/EDA

Primary LanguageJupyter Notebook

EDA(Exploratory Data Analysis)

Retrieving Data

You can retrieve data from multiple sources:

  • SQL databases

  • NoSQL databases

  • APIs

  • Cloud data sources

The two most common formats for delimited data flat files are comma-separated (csv) and tab-separated (tsv). It is also possible to use special characters as separators.

SQL represents a set of relational databases with fixed schemas.

Reading in Database Files

The steps to read a database file using the SQLite library are:

  • Create a path variable that references the path to your database

  • Create a connection variable that references the connection to your database

  • Create a query variable that contains the SQL query that reads in the data table from your database

  • Create an observations variable to assign the read_sql functions from the panda's package

  • Create a tables variable to read in the data from the table sqlite_master

  • JSON files are a standard way to store data across platforms. Their structure is similar to Python dictionaries.

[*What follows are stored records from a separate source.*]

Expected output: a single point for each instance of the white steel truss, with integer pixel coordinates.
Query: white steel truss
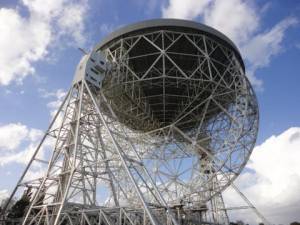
(172, 125)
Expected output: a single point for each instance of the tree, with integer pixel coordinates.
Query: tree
(18, 209)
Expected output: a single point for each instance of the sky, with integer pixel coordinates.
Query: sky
(39, 42)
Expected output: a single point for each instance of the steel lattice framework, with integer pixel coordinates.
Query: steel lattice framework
(169, 127)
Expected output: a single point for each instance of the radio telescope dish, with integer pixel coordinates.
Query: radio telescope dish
(180, 89)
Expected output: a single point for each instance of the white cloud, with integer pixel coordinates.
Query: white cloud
(15, 136)
(235, 18)
(241, 21)
(189, 9)
(259, 50)
(26, 40)
(56, 97)
(274, 181)
(3, 195)
(11, 136)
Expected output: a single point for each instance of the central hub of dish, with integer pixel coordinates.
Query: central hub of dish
(167, 71)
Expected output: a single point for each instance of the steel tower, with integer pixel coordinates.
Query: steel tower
(159, 120)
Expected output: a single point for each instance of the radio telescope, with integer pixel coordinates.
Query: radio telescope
(159, 120)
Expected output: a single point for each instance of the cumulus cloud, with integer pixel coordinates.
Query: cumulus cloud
(272, 179)
(21, 142)
(56, 97)
(259, 50)
(26, 40)
(11, 135)
(240, 21)
(3, 196)
(189, 9)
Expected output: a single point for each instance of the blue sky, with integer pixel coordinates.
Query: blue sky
(38, 56)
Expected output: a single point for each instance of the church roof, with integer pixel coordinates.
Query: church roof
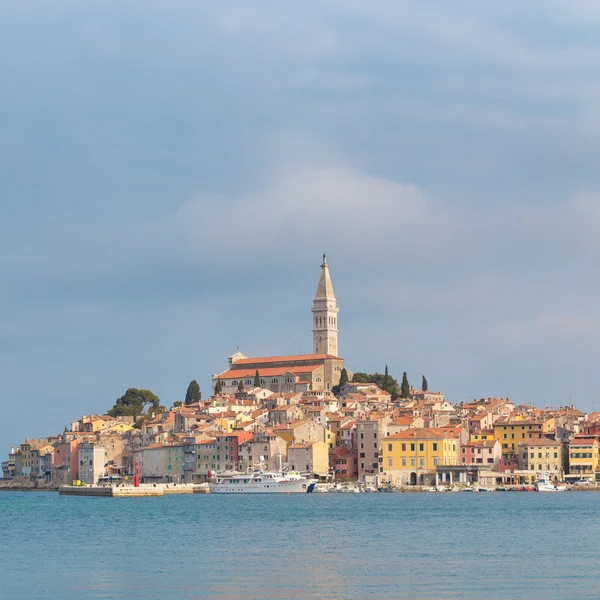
(292, 358)
(324, 287)
(267, 371)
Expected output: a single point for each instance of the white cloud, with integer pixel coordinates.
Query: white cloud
(312, 210)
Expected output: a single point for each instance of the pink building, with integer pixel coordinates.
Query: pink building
(483, 452)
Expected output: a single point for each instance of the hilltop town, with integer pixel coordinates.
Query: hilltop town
(309, 413)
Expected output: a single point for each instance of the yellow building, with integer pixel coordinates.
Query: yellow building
(511, 432)
(412, 456)
(583, 457)
(311, 457)
(119, 428)
(301, 432)
(330, 438)
(482, 435)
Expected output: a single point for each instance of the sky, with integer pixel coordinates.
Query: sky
(171, 173)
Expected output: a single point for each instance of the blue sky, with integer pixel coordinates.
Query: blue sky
(171, 172)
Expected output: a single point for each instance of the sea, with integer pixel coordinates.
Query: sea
(326, 546)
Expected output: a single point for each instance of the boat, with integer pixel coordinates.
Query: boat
(260, 482)
(545, 485)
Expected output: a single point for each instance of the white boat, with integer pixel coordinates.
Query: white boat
(262, 483)
(544, 485)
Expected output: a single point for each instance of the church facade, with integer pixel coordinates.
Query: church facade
(319, 371)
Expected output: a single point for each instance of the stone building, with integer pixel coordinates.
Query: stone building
(319, 371)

  • NoSQL databases are not relational and vary more in structure. Most NoSQL databases store data in JSON format.

Data Cleaning

Data Cleaning is important because messy data will lead to unreliable outcomes. Some common issues that make data messy are duplicate or unnecessary data, inconsistent data and typos, missing data, outliers, and data source issues.

You can identify duplicate or unnecessary data common policies to deal with missing data are:

  • remove a row with missing columns
  • impute the missing data
  • and mask the data by creating a category for missing values.

Common methods to find outliers are: through plots, statistics, or residuals.

Common policies to deal with outliers are:

  • remove outliers, impute them, use a variable transformation, or use a model that is resistant to outliers.